The benchmark VN-Index climbed for a second day, but the gains were driven by small-caps and a new trade investigation, papering over a deep sell-off in the country’s most important corporate family.
Vietnam’s benchmark stock market, the VN-Index, notched its second consecutive day of gains on Wednesday, but the headline figure masks a deep and troubling split that international investors cannot ignore.
While the main index gained 5 points to close near 1,686, this modest gain was achieved in spite of a heavy, targeted sell-off in the nation’s largest and most-watched corporate family, Vingroup.
This sharp divergence—where the market’s biggest players fall while small-caps boom—paints a complex picture. The large-cap VN30 index was flat, as a rout in Vingroup shares was narrowly offset by a broad-based rally in banks, energy, and, most critically, steel stocks.
Here’s the “insider” breakdown of the two competing forces shaping the Ho Chi Minh City exchange.
The Vingroup Anchor
The biggest story of the day was the powerful drag from Vingroup, the conglomerate behind the internationally-known EV maker VinFast. Vingroup (VIC), the parent company, plunged 3.7% to 212,000 VND. Its real estate arms, Vinhomes (VHM) and Vincom Retail (VRE), fell between 1-3%.
This sell-off in the market’s most dominant “family” of stocks was so severe that it almost single-handedly neutralized the gains elsewhere. While the main index stayed green, it was a clear warning sign from the market’s heaviest-weighted player.
The Small-Cap Surge: Steel, Banks & Energy
So, what kept the market afloat? A broad-based rally in small and mid-cap stocks, fueled by three key sectors:
- Steel Stocks Soar on China Trade Probe: The steel sector continued its “euphoric” rally, driven by a major government development. The Ministry of Industry and Trade has officially launched an investigation into the circumvention of trade-defense measures on hot-rolled steel from China. This protectionist move, seen as a positive for domestic producers, sent shares of Hoa Phat (HPG) up 1.7%, with smaller players rising even faster.
- Banks Provide Stability: The banking sector was the market’s main pillar of support.

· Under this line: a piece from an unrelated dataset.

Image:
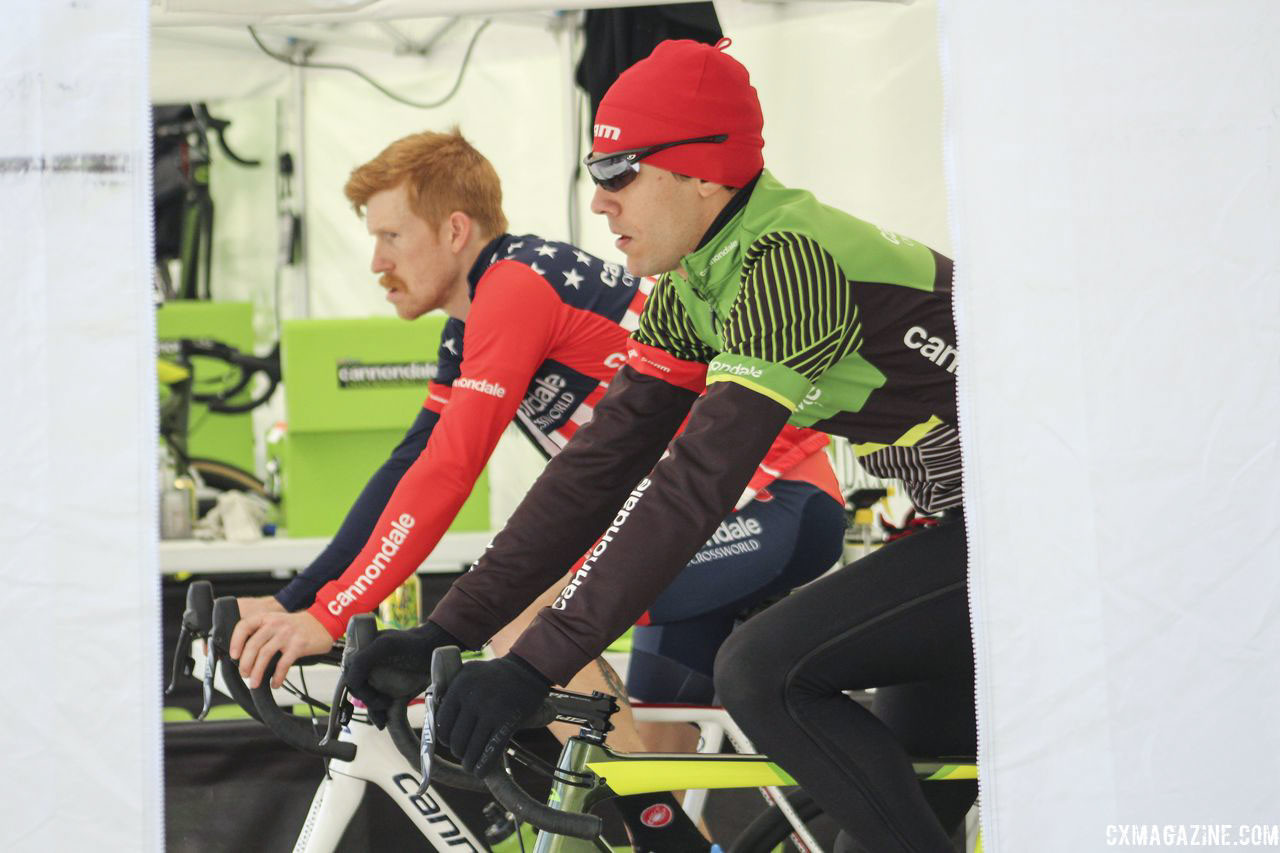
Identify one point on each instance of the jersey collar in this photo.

Nearly all major banking stocks closed in the green, with OCB (+4.2%) leading the charge, followed by HDB, SHB, and BID, which all posted solid gains.
- Energy Stocks Rally: The oil and gas sector also continued its run. BSR hit its price ceiling with a surplus of 4.4 million buy orders, signaling strong investor demand.
The Takeaway for Investors
The market’s closing number (up 5 points) is deceptive. The real story is a sharp internal rotation. Investors are dumping the large-cap, internationally-exposed Vingroup stocks and rotating into domestically-focused banks and industrial sectors—like steel—that stand to benefit from new government trade policies against China.